Re: [Benchmark] AIM results

From: Andrew Morton (akpm@digeo.com)
Date: Mon Nov 25 2002 - 05:45:54 EST


Paolo Ciarrocchi wrote:
>
> Hi all,
> I've ran the AIM benchmark against 2.4.19 and 2.5.49 on my laptop (PIII@800 Reiserfs)

AIM9, I assume.

It's a rather dumb benchmark, but fun. Lots of really tiny
microbenchmarks, easy to see what's going on.

Some of the codepaths which it touches in 2.5 have had new stuff
added to them - things like the pagecache read and write functions
have additional setup for readv and writev (which got sped up tons,
but is not tested here). And additional layering for AIO support.

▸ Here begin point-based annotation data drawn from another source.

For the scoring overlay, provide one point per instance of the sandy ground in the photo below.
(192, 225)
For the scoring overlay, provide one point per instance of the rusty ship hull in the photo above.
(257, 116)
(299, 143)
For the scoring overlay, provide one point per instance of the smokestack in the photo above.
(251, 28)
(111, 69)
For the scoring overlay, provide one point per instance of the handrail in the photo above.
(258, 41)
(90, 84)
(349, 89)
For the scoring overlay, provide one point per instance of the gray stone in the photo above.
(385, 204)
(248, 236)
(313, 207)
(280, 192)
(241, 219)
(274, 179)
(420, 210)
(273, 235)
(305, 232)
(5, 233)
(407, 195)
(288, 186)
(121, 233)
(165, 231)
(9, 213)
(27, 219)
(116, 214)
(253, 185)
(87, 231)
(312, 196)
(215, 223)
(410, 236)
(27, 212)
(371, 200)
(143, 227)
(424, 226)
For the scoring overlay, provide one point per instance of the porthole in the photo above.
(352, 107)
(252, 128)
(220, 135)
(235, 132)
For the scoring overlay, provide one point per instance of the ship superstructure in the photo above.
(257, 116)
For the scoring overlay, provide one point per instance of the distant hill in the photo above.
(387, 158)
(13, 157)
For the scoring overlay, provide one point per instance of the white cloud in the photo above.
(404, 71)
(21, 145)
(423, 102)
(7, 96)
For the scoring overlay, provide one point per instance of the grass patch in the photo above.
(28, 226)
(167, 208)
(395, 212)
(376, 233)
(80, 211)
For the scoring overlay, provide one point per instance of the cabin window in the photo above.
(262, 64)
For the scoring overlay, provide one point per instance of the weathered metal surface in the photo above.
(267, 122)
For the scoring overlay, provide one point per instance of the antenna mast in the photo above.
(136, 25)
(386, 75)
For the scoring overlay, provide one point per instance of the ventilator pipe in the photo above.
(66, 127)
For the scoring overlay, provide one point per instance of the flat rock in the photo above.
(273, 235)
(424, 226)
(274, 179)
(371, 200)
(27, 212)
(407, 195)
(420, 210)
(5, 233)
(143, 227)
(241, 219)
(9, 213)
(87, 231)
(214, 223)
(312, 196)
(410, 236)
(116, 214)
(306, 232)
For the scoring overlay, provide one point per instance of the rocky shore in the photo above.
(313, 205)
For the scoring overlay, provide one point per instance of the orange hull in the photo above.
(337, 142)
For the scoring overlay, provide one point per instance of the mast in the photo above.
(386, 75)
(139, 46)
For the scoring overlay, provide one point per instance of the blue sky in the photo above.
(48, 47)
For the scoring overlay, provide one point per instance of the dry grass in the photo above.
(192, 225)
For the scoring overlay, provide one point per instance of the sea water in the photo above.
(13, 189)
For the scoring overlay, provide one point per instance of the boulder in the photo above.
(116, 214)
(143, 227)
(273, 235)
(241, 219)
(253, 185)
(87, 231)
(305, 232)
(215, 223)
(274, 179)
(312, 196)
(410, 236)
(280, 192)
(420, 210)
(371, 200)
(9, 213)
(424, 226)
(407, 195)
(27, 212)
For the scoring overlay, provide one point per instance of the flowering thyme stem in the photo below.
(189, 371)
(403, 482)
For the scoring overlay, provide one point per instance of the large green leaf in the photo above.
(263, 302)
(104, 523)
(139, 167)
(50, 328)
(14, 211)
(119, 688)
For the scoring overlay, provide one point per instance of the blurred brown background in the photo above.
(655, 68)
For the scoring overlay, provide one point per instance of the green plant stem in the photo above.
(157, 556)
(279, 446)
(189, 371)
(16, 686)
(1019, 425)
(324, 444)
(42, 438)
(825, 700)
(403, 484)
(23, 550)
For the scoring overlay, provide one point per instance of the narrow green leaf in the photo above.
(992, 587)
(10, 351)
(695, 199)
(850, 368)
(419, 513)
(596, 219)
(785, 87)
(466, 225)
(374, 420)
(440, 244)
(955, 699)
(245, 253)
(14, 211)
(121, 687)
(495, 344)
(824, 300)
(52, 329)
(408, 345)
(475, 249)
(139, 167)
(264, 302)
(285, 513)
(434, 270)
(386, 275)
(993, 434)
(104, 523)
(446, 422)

These things hurt when your benchmark is timing how long it takes to
write to a file in 1 kbyte chunks. This is not really a thing which
we should optimise for.

But still, there's some stuff here which can be fixed; let's go through
it.

> creat-clo 10020 23.7525 23752.50 File Creations and Closes/second
> creat-clo 10030 18.9432 18943.17 File Creations and Closes/second
> ^^^^^ Here 2.4.19 is faster then 2.5.49

This loops, creating and deleting a file. Adding some optimisation
to handle the removal of a zero-length file seems worthwhile. That
sped it up by 30%-odd.
 
> page_test 10000 152.9 259930.00 System Allocations & Pages/second
> page_test 10010 128.971 219250.75 System Allocations & Pages/second
> ^^^^^ Here 2.4.19 is faster then 2.5.49

This found a bug in 2.5. The deferred-lru-addition queues were preventing
the hot-n-cold page queues from working right. I fixed that up and it's
almost running at the same speed as 2.4. But the code paths are longer...

This is an area where smp optimisations cost uniprocessors a little
bit. We're slightly slower on UP, but when running four instances of
this test on 4-CPU, 2.5 is more than twice the speed of 2.4.

We are still taking a very big hit in vm_enough_memory's call to
get_page_state(). Changing the overcommit mode can further speed
up 2.5, but we need to fix this properly somehow.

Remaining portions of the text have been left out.